The Times leads with claims which appear in several papers that Theresa May's "top team" are split over Brexit.

It says the prime minister appears to be struggling to contain differences between Brexit Secretary David Davis and Chancellor Philip Hammond.

And, it says, Mr Hammond mocked Foreign Secretary Boris Johnson in a speech in Berlin.

The Daily Mail talks of top Tories turning on each other in a Brexit row, with Mr Davis accusing Mr Hammond of a lack of consistency and Mr Hammond taking a swing at Mr Johnson.

"Cabinet chaos on Brexit," is the headline in the i newspaper.
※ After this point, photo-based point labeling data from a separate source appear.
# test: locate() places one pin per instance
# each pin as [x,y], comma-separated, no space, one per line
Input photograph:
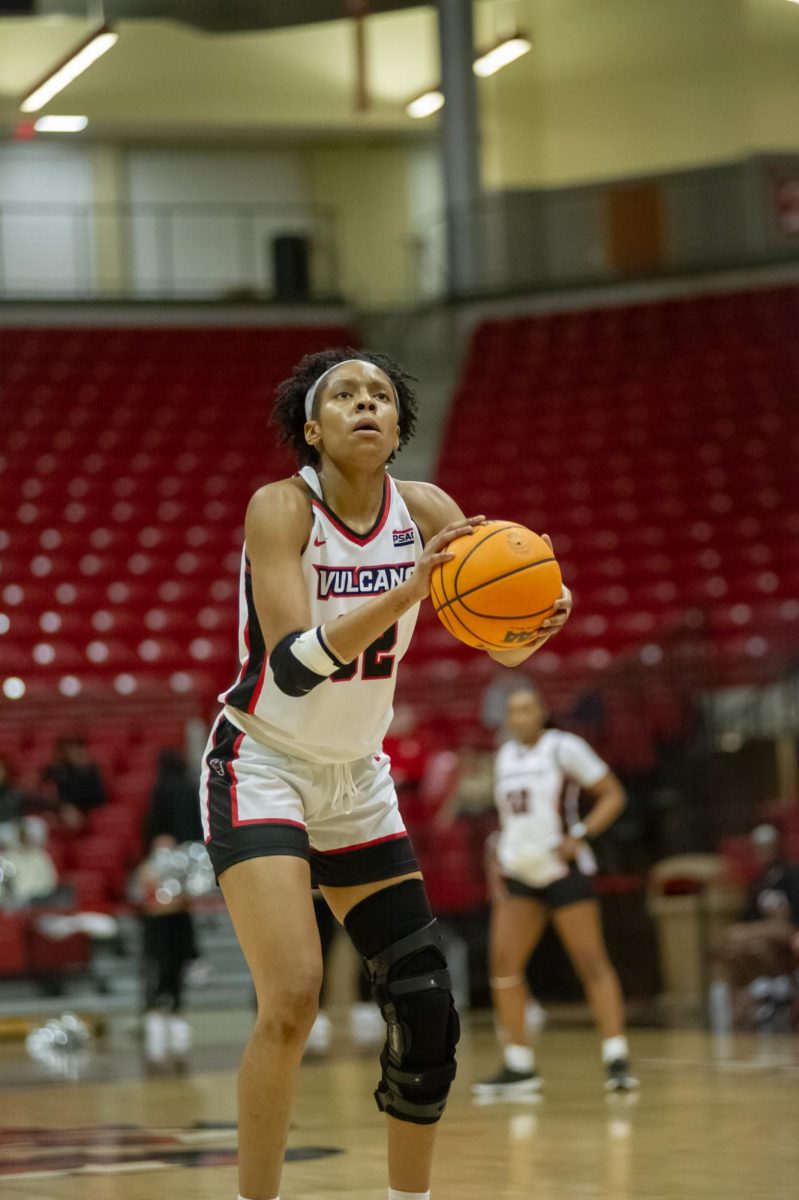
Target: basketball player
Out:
[544,868]
[335,565]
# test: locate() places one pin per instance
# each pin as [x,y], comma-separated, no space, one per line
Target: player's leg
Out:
[580,929]
[391,925]
[270,905]
[517,924]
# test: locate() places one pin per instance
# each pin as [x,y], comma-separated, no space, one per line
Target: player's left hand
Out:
[568,849]
[554,623]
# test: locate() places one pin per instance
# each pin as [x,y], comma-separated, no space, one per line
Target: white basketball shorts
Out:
[343,819]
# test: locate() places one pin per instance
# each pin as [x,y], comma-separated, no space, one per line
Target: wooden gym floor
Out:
[714,1121]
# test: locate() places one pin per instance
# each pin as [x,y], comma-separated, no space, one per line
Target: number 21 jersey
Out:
[347,715]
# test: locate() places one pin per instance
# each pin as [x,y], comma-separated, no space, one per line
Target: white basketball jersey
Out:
[346,717]
[536,790]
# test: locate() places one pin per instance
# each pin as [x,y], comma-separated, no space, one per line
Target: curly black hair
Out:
[289,399]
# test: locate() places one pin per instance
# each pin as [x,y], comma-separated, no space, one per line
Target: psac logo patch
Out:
[360,581]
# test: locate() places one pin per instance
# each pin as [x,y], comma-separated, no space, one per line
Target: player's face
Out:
[355,418]
[524,715]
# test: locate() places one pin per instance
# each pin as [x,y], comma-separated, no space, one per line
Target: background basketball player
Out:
[544,867]
[336,562]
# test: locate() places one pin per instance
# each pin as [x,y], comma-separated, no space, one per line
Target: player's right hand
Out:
[436,553]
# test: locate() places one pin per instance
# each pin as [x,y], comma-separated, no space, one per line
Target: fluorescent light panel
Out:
[487,64]
[425,105]
[101,41]
[500,55]
[60,124]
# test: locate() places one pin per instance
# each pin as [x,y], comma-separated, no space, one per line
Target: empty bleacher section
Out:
[656,444]
[126,461]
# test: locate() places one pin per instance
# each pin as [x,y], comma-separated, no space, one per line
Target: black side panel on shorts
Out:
[229,843]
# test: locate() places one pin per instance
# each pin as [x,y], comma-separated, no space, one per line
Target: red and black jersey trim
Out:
[360,539]
[246,690]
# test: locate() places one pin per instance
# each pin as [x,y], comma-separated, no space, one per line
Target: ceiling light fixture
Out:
[79,59]
[486,64]
[426,105]
[60,124]
[500,55]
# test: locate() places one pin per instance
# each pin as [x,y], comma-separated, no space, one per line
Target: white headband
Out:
[311,394]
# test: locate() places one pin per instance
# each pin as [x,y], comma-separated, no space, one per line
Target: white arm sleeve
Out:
[580,762]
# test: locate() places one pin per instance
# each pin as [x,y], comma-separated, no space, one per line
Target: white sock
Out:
[614,1049]
[518,1057]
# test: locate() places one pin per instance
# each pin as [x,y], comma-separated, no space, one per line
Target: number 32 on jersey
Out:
[376,661]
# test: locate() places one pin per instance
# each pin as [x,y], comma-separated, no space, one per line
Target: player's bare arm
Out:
[277,528]
[434,511]
[610,801]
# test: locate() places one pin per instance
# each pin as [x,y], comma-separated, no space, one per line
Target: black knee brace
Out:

The Daily Telegraph gives space on its front page to a warning from Defence Secretary Sir Michael Fallon that the UK could respond to future cyber attacks with air strikes.

He said such attacks "could invite a response from any domain - air, land, sea or cyberspace".

The Sun applauds Sir Michael and says the cyber threat is real.

But it has a question: "Will we be deploying our new £3bn aircraft carrier which uses the old, unsupported and eminently hackable Windows XP system?"

That is a reference to HMS Queen Elizabeth, which sailed from the Firth of Forth this week for sea trials.

Max Hastings, in the Daily Mail, says he is not impressed with the new pride and joy of the Royal Navy, calling it "a blunder" which "reflects delusions of grandeur".

He believes it got the go-ahead only because Gordon Brown became prime minister in 2007 and was "passionate about Scottish shipyards" and "creating jobs in marginal constituencies".

Aircraft carriers, it says, project prestige abroad - but Britain looks in danger of valuing prestige over security.

However, according to Con Coughlin in the Daily Telegraph, the new carrier demonstrates that, far from being a nation in retreat, the UK still takes its global responsibilities seriously.

The Times devotes a double page spread to coverage of the record £2.1bn fine imposed on Google by the European Commission.

It says US tech companies have long complained that the EU unfairly focuses on them about competition issues and tax - and Silicon Valley could lobby President Donald Trump to retaliate.

The Daily Mirror says the clampdown is about more than just Google.

It is about the dominance of US goliaths, including Apple and Amazon, a battle by Brussels to rein them in and how Washington and Mr Trump will respond.

According to the Daily Express, government figures reveal that millions of Britons could be sleepwalking towards a poverty-stricken retirement.

A study by the Office for National Statistics found that two in three of the UK's adults have given no thought to the number of years they need to fund when they stop working.

The paper talks of Britain's "growing pensions timebomb".

Finally, the Daily Mirror highlights a prediction from a construction giant that brickies could be a thing of the past by 2050.

"Tradesmen go to the wall," says the paper, "as robots do construction work."